Wie vanaf de kant van Markelo Goor binnenrijdt, heeft niet de indruk zich over een dijk voort te bewegen. Toch stond het tracé vanaf even oostelijk van het voormalige tolhuis tot aan bakkerij Nollen (tussen Spoorstraat en Schoolstraat) eeuwenlang bekend als de Goorse Bandijk. In 1248 was de laatste graaf van Goor door de bisschop van Utrecht verdreven en kwam Goor rechtstreeks onder diens rechtsgebied (ban). De bisschop nam periodiek zijn intrek op de burcht aan de noordoostelijke rand van Goor, maar kon deze plek zeer moeilijk bereiken vanwege het moerassige (goorse) gebied. Daarom liet de bisschop een dijk aanleggen waardoor hij met droge voeten zijn regionale bestuurscentrum kon bereiken. De dijk, die rond 1280 zal zijn aangelegd en als één der eerste waterstaatkundige werken in Overijssel kan worden beschouwd, was zo hoog dat het water er niet overheen kon spoelen en zo breed dat twee wagens elkaar konden passeren.

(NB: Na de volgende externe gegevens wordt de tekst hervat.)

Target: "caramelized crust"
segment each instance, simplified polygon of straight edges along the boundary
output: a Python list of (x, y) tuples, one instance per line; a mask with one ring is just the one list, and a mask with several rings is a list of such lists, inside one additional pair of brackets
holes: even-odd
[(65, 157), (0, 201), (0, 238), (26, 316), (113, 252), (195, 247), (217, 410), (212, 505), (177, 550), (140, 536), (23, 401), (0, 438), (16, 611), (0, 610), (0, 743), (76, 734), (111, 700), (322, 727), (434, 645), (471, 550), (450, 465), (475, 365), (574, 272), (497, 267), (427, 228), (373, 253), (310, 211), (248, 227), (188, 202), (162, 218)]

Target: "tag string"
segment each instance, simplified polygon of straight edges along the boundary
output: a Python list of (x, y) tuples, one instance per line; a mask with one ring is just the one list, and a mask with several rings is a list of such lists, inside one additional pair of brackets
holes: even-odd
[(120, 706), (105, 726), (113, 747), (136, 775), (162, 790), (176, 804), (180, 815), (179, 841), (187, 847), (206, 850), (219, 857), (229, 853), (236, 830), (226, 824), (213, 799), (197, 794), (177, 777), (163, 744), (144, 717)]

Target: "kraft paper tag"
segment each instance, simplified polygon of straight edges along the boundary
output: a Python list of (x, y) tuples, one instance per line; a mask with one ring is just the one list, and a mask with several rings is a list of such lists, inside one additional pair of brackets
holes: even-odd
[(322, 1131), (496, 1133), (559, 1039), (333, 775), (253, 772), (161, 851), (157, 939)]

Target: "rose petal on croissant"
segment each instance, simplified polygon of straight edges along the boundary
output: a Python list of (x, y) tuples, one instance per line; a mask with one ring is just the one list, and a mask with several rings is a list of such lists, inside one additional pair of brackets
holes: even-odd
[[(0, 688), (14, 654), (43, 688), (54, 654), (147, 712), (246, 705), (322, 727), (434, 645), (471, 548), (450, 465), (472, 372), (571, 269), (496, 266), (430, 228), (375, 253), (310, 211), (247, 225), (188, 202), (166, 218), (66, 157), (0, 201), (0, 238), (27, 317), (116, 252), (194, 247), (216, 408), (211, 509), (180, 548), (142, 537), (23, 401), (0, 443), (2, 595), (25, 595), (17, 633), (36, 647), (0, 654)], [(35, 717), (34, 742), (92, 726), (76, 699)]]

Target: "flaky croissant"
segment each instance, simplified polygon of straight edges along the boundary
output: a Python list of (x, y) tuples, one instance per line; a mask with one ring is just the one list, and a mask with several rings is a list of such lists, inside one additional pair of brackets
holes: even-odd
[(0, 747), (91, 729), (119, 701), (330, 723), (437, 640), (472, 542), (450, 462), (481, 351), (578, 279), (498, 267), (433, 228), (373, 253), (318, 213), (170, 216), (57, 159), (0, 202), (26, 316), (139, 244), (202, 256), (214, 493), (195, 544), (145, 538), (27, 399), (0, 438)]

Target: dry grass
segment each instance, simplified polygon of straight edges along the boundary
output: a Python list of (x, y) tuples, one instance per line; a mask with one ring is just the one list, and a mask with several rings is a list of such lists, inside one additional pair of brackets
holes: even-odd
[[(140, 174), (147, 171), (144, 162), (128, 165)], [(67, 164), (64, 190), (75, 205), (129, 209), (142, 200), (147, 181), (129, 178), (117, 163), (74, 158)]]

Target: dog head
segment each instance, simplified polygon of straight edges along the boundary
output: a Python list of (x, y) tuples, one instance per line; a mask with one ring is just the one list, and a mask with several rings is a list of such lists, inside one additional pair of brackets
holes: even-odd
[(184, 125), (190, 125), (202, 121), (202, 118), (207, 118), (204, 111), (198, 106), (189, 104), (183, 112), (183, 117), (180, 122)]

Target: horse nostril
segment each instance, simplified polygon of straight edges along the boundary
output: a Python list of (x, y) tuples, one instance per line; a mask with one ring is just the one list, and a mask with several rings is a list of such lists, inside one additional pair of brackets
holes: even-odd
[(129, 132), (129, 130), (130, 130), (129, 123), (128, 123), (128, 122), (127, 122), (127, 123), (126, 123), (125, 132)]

Onderhoud voor de onderdanen
De onderhoudsplicht van de dijk berustte bij een groot aantal Twentse marken, die elk een bepaald gedeelte voor hun rekening moesten nemen. Drie keer per jaar werd de dijk geschouwd. De eerste schouw vond plaats op de eerste zondag na 17 september (St. Lambertus), de volgende 14 weken later en de derde 4 weken daarna. De richter van Kedingen stelde als dijkgraaf in aanwezigheid van de burgemeester van Goor en van de gezamenlijke bandijkplichtigen een viertal vragen waarop de boerrichter van de belangrijkste marke De Lutte moest antwoorden. Die vragen gingen over het aantal personen dat elke marke beschikbaar moest stellen, over de boete ingeval van verzuim, hoe breed en hoe hoog de dijk moest blijven en welke instantie moest beoordelen wat er aan de dijk gerepareerd moest worden. Nadat de laatste vraag beantwoord was schudde de boerrichter van de Lutte een zakje noten leeg die door de aanwezige kinderen enthousiast werden opgeraapt.
Bruggen bij de vleet
Dat het een waterrijk gebied was moge blijken uit het feit dat er zich in de Bandijk, die ongeveer 1500 m lang was, vier bruggen bevonden. Die moesten worden onderhouden door de marken van wie de namen aan de bruggen werden verbonden. Zo mocht de overgang over de Regge (daar ook wel Oude Beek genoemd) bij Huize Scherpenzeel zich naast de officiële naam van Rossmansbrug ook Berghuizerbrug laten noemen, omdat daar sprake was van twee onderhoudsplichtigen, te weten Goor en Berghuizen. Ter hoogte van de huidige Van Kollaan lag de Woolderbrug. Nabij de huidige ABN/Amrobank kruiste de Bandijk de Poelsbeek en daar lag de Stoetenbrugge. Daar moesten de marken Beckum en Stepele zorgen voor een degelijke conditie van de brug. Tenslotte was er ter hoogte van de huidige Spoorstraat ook nog een oeververbinding over een kanaaltje dat zorgde voor de waterlinie rond Huis ten Blankenvoorde en daar lag de Losserdijkbrug.
Van Bandijk naar E-8
Hoewel het onderhoud in theorie goed was geregeld, kwam er in de praktijk niet al te veel van terecht. Het heeft veel kosten en inspanning gevergd om er na 1813, toen de provincie er zich mee ging bemoeien, een "klasse 1"-weg van te maken. Na de oorlog maakte de Bandijk deel uit van de E8, die tot 1974 als belangrijkste hoofdweg van Amsterdam naar Berlijn gold en de huidige Hofkernen Markelo, Goor en Delden doorkruiste.